The last year has been one of many changes and most have been for the better and have been navigated without too much struggle. And so I am extremely grateful. In September of 2022 my spouse and I returned to live near the town in which we raised our children after twenty-one years perambulating the mid-atlantic, from Wilmington, NC to Staten Island, NY to Savannah, GA. Now we’re back at the hub around which our children’s lives revolve and it makes being family easier.
Our home has a view of the Blue Ridge mountains and is walking distance to most things we need, including a good art supply store. This 7800 person town outside of Charlottesville even has a plant-based restaurant. The terrain feels like home to me.
In January I was juried into the McGuffey Art Center, an institution in Charlottesville, where I used to take my kids for some ‘culture’. In the back of my mind as I’ve been learning to paint is that I’ve wanted to be good enough to be at McGuffey. Now I’m mounting my largest show, Turtles All The Way Down, with my latest pieces and I’m quite, shall we say, stimulated, in anticipation of the opening.
As you know the content of my work is challenging for some people. Its ambiguity and use of the naked human form can make some uncomfortable. Where some see delight, some see danger. But like all art, the pieces are a Rorschach test in which each viewer projects their own interior onto the canvas. What I’ve done is created a complex scrim, like the backdrop on a theater stage that looks completely different from front or back when it's lit.
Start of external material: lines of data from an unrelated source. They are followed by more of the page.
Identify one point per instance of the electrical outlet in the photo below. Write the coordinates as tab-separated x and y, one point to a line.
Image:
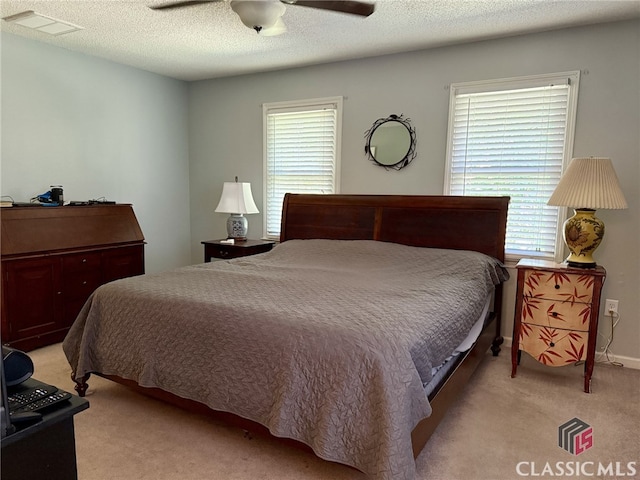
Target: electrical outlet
610	306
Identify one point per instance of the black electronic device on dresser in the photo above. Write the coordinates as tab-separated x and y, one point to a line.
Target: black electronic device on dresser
38	438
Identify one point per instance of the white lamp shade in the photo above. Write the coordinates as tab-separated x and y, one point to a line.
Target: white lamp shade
589	182
236	198
258	13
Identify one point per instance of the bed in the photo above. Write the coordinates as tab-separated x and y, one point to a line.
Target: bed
342	337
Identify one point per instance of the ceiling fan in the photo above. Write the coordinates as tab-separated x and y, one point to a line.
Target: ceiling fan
265	16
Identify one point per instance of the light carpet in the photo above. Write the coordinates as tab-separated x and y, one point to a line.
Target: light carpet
501	428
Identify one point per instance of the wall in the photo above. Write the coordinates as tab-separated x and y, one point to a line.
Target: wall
99	129
225	134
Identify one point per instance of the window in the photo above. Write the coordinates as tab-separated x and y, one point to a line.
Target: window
301	152
514	137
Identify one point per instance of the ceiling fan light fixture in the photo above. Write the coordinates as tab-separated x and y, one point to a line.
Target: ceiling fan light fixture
258	14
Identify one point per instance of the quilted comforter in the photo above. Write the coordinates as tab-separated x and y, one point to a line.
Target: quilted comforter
328	342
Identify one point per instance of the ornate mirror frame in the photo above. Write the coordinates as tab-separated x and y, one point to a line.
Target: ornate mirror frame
401	157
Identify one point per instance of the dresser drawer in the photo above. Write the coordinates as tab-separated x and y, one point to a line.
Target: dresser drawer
81	284
559	285
553	346
556	313
81	262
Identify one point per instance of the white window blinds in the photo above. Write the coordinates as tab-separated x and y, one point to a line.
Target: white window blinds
302	144
514	137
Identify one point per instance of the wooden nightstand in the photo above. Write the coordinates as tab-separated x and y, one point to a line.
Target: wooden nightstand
215	249
556	317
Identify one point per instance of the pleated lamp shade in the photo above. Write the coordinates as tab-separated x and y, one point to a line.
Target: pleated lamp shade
587	185
589	182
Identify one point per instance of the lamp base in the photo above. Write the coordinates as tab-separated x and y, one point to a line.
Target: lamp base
237	226
583	233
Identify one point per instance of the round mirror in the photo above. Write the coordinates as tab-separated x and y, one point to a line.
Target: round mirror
391	142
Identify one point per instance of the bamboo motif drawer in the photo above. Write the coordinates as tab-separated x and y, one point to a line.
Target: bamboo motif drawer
556	318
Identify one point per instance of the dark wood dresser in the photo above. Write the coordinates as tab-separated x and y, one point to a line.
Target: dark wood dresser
53	258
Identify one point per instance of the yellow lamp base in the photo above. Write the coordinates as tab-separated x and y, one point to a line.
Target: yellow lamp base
583	233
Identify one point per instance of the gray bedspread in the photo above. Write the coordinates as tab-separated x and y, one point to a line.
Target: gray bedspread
325	341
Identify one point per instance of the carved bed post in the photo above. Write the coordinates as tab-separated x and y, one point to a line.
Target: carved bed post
497	302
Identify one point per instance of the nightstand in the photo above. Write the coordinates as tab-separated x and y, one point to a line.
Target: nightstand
556	317
215	249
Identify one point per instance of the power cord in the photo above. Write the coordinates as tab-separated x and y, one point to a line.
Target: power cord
615	318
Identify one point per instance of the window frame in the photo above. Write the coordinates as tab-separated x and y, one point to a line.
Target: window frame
572	78
299	106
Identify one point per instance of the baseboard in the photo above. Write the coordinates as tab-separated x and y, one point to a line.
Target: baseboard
629	362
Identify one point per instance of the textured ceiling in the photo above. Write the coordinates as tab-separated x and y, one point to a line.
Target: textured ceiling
208	41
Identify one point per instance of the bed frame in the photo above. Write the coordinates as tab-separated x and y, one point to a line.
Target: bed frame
464	223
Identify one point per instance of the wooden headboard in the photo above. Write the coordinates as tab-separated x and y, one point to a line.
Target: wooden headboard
462	223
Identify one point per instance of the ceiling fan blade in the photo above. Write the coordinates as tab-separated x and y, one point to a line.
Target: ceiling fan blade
183	3
345	6
278	29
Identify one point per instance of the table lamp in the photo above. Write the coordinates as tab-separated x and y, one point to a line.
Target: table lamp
588	184
237	200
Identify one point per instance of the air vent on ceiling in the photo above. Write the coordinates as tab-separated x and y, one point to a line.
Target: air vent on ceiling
42	23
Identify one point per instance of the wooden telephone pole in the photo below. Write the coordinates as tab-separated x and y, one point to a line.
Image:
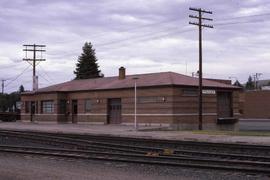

The use of archetypes provides some universal references, creating a familiar echo of meaning for the viewer. I think of the collection as a group of stories in a forgotten language. The words sound familiar and the gist of the sentences seem to hint at the meaning, but the viewer can’t be sure. I hope that people sit with the paintings for a while and observe what details appear with extended viewing and how that changes the experience of the work. They might notice that the paintings feel different on other days, or when their own internal world has changed.
Some of my playing with the form of the canvas, the edge-matched pieces and the rotating one, are manifestations of my frustrations with the borders imposed by the edges. I try to make infinity the edge on all sides, to break that boundary. In a sense, each painting connects to every other one in the infinite universe. I don’t really want to stop painting at the edge or the end of the day.